In case you haven’t noticed — and I haven’t — we apparently are in a world of exceptionally low risk. To see this you need look no further than the volatility of the major markets. The volatility of the U.S. equity market, for one, is at its lowest level in a generation. So, no worries here, right?
I wrote a blog post in 2011 titled The Volatility Paradox which explained that when volatility is low, risk is actually rising because people are more emboldened to take on higher leverage and to move to riskier assets. If volatility is half of what it used to be, why not lever twice as much? Thus the immediate question is what happens if there is a sudden surge in volatility from our current, low level. What is the dynamic through which a volatility shock might propagate across the financial system?
A conventional stress test will assess positions that have explicit volatility exposure, such as positions in options, in the VIX and other volatility-based instruments. There is plenty of dry powder here; over the course of 2017, as the U.S. equity market volatility as measured by the VIX index dropped to one of its lowest points in history, we have seen a growing concentration in short volatility exposure by leveraged ETFs, mutual funds, and hedge funds.
But a stress test that does the simple mathematical calculation of direct portfolio exposure to volatility will underestimate the effect of a rise in volatility, because there are dynamics triggered by other strategies that do not have explicit volatility exposure but that have a link to the volatility of assets and to the assets themselves. A rise in volatility will trigger actions for these strategies, leading to selling of the underlying assets, and this in turn will lead volatility to rise even more, creating a positive feedback between the volatility of the market and the assets in the market.
What are these strategies? Well, a good place to start are volatility targeting, risk parity, and other strategies that will rebalance their portfolios when volatility rises. Volatility targeting is a strategy that targets a level of volatility to manage risk that is typically set based on the manager’s mandate. For example, the manager might follow a strategy that will seek to keep the portfolio’s volatility near 12%. If the volatility of the market is 12%, the fund can be fully invested. However, if the volatility of the market rises to 24%, the fund will sell half of its holdings in order to stay in line with its 12% target. Risk parity allocates portfolio weights to have the same total dollar volatility in each asset class. These multi-asset class strategies often use leverage to adjust holdings of underlying assets, buying more of the lower volatility assets relative to the higher volatility ones. If the volatility of one of the asset classes rises, the fund will need to sell some of that asset class in order to maintain equal dollar volatility. In both of these cases, there is a clear mechanism going from the rise in volatility to a drop in the underlying asset.

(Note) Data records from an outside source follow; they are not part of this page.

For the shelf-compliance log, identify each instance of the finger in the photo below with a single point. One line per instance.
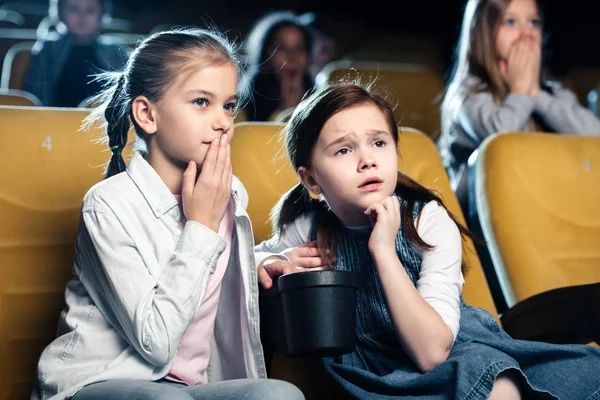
(309, 262)
(306, 252)
(300, 269)
(221, 157)
(264, 278)
(378, 212)
(228, 167)
(189, 180)
(309, 244)
(208, 166)
(370, 209)
(278, 268)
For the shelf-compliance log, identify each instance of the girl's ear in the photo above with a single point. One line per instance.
(145, 112)
(309, 181)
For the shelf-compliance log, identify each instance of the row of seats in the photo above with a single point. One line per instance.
(48, 164)
(415, 89)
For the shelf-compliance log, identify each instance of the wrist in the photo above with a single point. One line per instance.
(383, 253)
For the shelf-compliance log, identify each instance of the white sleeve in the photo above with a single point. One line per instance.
(441, 280)
(294, 234)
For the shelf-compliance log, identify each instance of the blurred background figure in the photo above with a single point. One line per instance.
(62, 66)
(279, 48)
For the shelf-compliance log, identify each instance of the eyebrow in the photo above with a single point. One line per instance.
(513, 13)
(369, 132)
(210, 94)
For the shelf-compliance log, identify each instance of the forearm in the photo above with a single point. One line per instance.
(421, 330)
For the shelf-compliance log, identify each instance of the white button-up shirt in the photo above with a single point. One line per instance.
(138, 283)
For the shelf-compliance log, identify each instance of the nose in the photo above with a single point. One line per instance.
(529, 31)
(222, 121)
(367, 161)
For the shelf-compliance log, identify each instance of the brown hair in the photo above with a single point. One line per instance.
(301, 134)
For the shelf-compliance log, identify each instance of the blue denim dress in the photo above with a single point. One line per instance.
(379, 368)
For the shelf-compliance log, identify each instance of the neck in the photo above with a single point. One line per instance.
(352, 217)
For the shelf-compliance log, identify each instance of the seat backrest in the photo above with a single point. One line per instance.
(414, 88)
(260, 162)
(15, 65)
(47, 164)
(537, 198)
(14, 97)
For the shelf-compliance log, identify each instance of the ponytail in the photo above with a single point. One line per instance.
(117, 127)
(297, 201)
(291, 205)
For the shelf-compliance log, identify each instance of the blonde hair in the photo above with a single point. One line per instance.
(475, 58)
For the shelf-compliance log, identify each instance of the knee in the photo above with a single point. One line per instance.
(273, 389)
(166, 393)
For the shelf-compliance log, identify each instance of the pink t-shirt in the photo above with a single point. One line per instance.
(191, 360)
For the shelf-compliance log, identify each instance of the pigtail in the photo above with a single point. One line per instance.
(117, 127)
(291, 205)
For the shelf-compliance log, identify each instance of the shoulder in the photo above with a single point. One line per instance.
(434, 225)
(48, 45)
(106, 194)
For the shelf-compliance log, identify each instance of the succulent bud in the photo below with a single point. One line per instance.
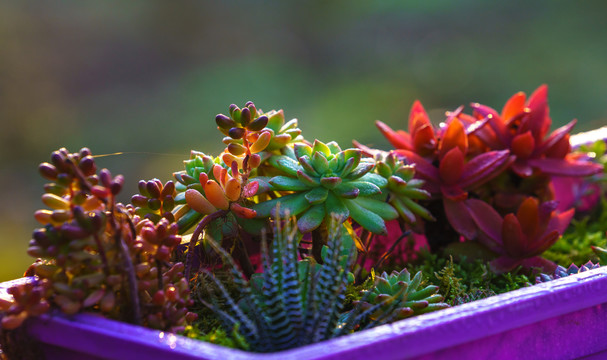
(87, 165)
(236, 133)
(105, 177)
(48, 171)
(258, 123)
(224, 122)
(245, 116)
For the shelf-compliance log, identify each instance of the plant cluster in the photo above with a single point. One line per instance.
(303, 227)
(492, 175)
(96, 254)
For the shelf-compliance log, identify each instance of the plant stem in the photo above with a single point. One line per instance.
(128, 266)
(194, 239)
(387, 253)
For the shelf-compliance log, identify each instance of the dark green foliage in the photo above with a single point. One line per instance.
(290, 310)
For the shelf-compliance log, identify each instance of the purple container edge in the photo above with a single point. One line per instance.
(409, 338)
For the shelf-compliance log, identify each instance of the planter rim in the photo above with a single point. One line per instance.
(406, 338)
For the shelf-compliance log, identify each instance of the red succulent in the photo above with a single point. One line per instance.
(442, 159)
(519, 238)
(522, 127)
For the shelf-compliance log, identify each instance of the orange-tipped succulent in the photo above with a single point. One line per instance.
(224, 193)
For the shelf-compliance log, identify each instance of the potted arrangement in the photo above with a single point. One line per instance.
(303, 249)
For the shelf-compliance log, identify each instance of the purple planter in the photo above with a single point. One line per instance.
(562, 319)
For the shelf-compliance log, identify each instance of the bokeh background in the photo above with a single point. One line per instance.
(146, 78)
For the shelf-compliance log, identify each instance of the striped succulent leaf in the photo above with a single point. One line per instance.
(299, 302)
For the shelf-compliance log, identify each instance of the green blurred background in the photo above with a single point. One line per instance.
(147, 77)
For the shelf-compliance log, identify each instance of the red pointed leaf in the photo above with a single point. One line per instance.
(555, 137)
(454, 136)
(422, 167)
(563, 167)
(523, 145)
(459, 218)
(522, 168)
(514, 106)
(451, 166)
(488, 221)
(543, 243)
(417, 117)
(484, 167)
(528, 216)
(424, 141)
(512, 237)
(454, 193)
(399, 141)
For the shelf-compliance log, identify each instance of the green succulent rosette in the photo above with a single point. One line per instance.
(189, 179)
(400, 287)
(403, 189)
(321, 180)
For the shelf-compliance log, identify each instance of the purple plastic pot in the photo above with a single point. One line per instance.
(562, 319)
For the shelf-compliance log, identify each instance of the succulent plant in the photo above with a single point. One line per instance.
(562, 272)
(282, 134)
(519, 238)
(324, 180)
(91, 250)
(523, 127)
(402, 188)
(155, 200)
(290, 311)
(400, 288)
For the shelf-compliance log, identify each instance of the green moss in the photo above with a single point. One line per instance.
(575, 245)
(217, 335)
(466, 281)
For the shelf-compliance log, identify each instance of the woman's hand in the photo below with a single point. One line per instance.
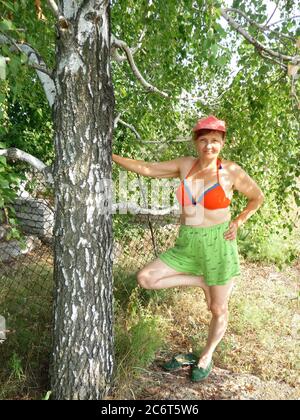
(231, 233)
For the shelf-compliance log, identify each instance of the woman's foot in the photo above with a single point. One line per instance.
(204, 361)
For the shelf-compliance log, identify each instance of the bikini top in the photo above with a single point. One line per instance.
(213, 198)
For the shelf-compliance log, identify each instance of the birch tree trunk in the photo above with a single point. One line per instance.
(83, 114)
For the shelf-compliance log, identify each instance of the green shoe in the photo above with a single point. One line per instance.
(199, 374)
(180, 360)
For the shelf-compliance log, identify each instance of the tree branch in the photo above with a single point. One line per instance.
(136, 209)
(117, 43)
(258, 45)
(138, 136)
(35, 61)
(17, 154)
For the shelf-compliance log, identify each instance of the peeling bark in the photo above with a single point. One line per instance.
(83, 114)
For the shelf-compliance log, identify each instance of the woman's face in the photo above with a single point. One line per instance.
(209, 145)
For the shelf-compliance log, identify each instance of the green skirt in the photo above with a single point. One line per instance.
(203, 251)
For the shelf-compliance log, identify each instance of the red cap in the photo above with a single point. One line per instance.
(210, 122)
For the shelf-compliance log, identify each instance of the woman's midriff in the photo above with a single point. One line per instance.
(199, 216)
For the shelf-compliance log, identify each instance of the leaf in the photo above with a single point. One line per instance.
(2, 68)
(6, 25)
(8, 5)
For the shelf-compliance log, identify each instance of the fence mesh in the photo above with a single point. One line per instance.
(26, 270)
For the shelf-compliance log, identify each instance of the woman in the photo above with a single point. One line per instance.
(205, 252)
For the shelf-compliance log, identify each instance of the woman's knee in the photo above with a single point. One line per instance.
(218, 310)
(144, 280)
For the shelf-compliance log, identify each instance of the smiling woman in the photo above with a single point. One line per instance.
(205, 253)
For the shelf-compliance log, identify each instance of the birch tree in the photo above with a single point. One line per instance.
(80, 94)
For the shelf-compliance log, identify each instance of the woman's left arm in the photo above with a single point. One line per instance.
(243, 183)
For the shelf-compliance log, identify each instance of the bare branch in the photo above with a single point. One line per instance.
(284, 20)
(266, 24)
(35, 61)
(138, 136)
(53, 6)
(17, 154)
(258, 45)
(63, 23)
(122, 45)
(263, 28)
(136, 209)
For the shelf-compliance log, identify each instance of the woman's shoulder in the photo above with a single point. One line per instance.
(230, 165)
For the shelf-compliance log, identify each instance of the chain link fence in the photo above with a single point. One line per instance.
(26, 271)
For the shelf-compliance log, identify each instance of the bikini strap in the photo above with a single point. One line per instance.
(218, 166)
(192, 168)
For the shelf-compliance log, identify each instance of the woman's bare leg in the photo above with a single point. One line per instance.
(219, 296)
(158, 275)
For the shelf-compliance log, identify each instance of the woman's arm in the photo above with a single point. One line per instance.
(243, 183)
(167, 169)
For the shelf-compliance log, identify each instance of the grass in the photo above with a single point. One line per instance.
(261, 339)
(26, 300)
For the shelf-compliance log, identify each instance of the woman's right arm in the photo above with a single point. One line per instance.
(166, 169)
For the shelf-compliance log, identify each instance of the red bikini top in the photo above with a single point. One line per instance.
(213, 198)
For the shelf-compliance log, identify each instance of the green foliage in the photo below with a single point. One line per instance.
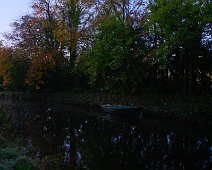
(23, 163)
(114, 60)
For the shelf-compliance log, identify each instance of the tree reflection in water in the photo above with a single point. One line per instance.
(95, 142)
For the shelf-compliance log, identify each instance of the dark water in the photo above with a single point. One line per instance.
(93, 140)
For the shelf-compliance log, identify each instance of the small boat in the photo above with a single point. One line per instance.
(121, 109)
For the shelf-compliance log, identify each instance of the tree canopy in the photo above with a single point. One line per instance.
(129, 46)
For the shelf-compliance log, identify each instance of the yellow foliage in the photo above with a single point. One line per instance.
(42, 65)
(5, 66)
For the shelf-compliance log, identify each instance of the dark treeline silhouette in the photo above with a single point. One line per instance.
(129, 46)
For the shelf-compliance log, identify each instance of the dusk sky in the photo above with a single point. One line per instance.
(11, 10)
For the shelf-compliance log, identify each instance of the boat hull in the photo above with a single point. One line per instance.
(122, 110)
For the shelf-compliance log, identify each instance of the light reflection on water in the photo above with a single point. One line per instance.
(86, 139)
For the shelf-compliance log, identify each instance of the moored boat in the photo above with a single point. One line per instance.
(121, 109)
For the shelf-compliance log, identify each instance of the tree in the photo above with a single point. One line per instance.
(13, 68)
(115, 60)
(177, 46)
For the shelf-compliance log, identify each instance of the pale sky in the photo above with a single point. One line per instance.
(11, 10)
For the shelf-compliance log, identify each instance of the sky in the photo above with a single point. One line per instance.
(11, 10)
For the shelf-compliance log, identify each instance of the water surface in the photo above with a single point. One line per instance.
(92, 140)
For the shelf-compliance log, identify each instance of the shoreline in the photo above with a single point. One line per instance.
(171, 107)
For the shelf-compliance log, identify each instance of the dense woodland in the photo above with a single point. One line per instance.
(130, 46)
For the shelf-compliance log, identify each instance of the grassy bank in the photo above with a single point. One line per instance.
(182, 108)
(11, 154)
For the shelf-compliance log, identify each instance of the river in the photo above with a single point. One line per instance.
(90, 139)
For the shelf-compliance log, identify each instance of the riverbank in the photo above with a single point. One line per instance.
(174, 107)
(12, 154)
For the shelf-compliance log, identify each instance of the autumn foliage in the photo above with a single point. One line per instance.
(127, 46)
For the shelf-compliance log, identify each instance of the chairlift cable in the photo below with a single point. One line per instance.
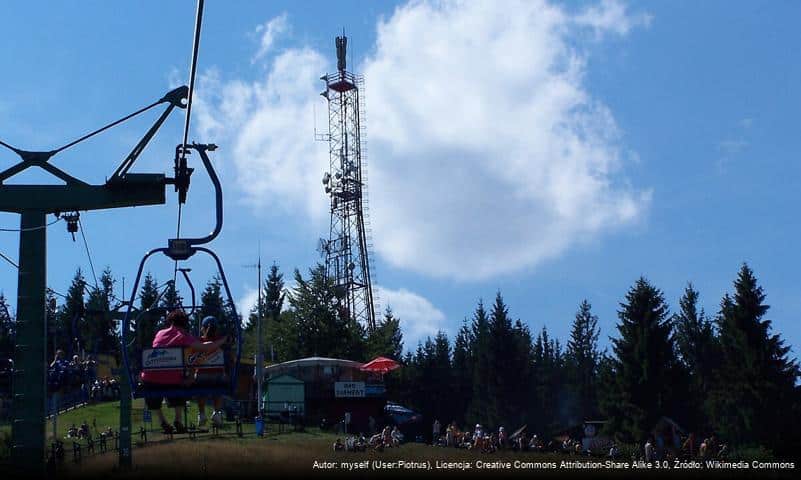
(7, 259)
(188, 118)
(31, 228)
(13, 149)
(88, 254)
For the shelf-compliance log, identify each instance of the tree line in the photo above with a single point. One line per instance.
(727, 373)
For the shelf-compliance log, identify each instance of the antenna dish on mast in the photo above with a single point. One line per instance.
(342, 46)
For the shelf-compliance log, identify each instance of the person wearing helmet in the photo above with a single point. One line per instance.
(175, 335)
(209, 333)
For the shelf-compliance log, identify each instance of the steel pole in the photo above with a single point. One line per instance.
(260, 354)
(30, 354)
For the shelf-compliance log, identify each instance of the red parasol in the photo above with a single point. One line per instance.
(380, 365)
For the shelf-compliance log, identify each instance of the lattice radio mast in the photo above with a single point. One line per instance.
(346, 250)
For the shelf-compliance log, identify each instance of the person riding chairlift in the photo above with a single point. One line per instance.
(175, 335)
(209, 333)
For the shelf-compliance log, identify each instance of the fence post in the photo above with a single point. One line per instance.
(76, 452)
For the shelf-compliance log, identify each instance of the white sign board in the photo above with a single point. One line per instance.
(349, 389)
(170, 357)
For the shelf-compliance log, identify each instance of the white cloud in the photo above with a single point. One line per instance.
(266, 129)
(268, 33)
(611, 16)
(488, 154)
(419, 318)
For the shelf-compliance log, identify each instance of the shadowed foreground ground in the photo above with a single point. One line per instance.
(295, 454)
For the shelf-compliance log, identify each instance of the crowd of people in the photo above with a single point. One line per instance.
(76, 374)
(104, 389)
(389, 437)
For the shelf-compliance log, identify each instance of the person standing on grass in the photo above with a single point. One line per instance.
(175, 335)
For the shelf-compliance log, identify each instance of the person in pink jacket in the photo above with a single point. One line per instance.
(175, 335)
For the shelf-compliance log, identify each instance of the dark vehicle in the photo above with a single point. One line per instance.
(407, 420)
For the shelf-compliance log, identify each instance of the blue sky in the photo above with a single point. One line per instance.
(552, 151)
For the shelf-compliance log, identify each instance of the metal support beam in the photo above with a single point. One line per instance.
(135, 190)
(29, 385)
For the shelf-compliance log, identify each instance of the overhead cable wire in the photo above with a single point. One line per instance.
(31, 228)
(7, 259)
(88, 254)
(188, 118)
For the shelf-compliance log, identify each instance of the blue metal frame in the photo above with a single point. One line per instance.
(181, 391)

Things won’t all happen at once. The agents for these strategies differ significantly in their time horizon. Those who are directly linked to volatility, those that are in short-volatility ETFs and the like, will have an immediate P&L effect from a surge in volatility, and will need to reduce their positions immediately. The volatility targeters will only reduce positions as the rise in volatility is seen as having a non-transient component, and their adjustments will be in a weekly to monthly timescale. And the risk parity agents will have an even longer time horizon, because they generally make asset adjustment with a monthly or quarterly time frame, and do readjustments based on a longer-term estimate of volatility.
Oh, a little more on the relationship between low volatility and risk: If you want to see really low volatility, look back at the swaps markets in the summer of 1998. But you might recall that in August of 1998 there was a rash of defaults in Russia, which was then followed by the blow up of LTCM, the (before that) famously successful quant fund whose principals a few months earlier had graced the cover of Business Week (never a good sign). In that case, low volatility didn’t spell low perceptions of risk, it was an indication that no one wanted to go into those markets because things were so uncertain. I go through my first-hand experiences with this in one of the chapters of my 2007 book, A Demon of Our Own Design.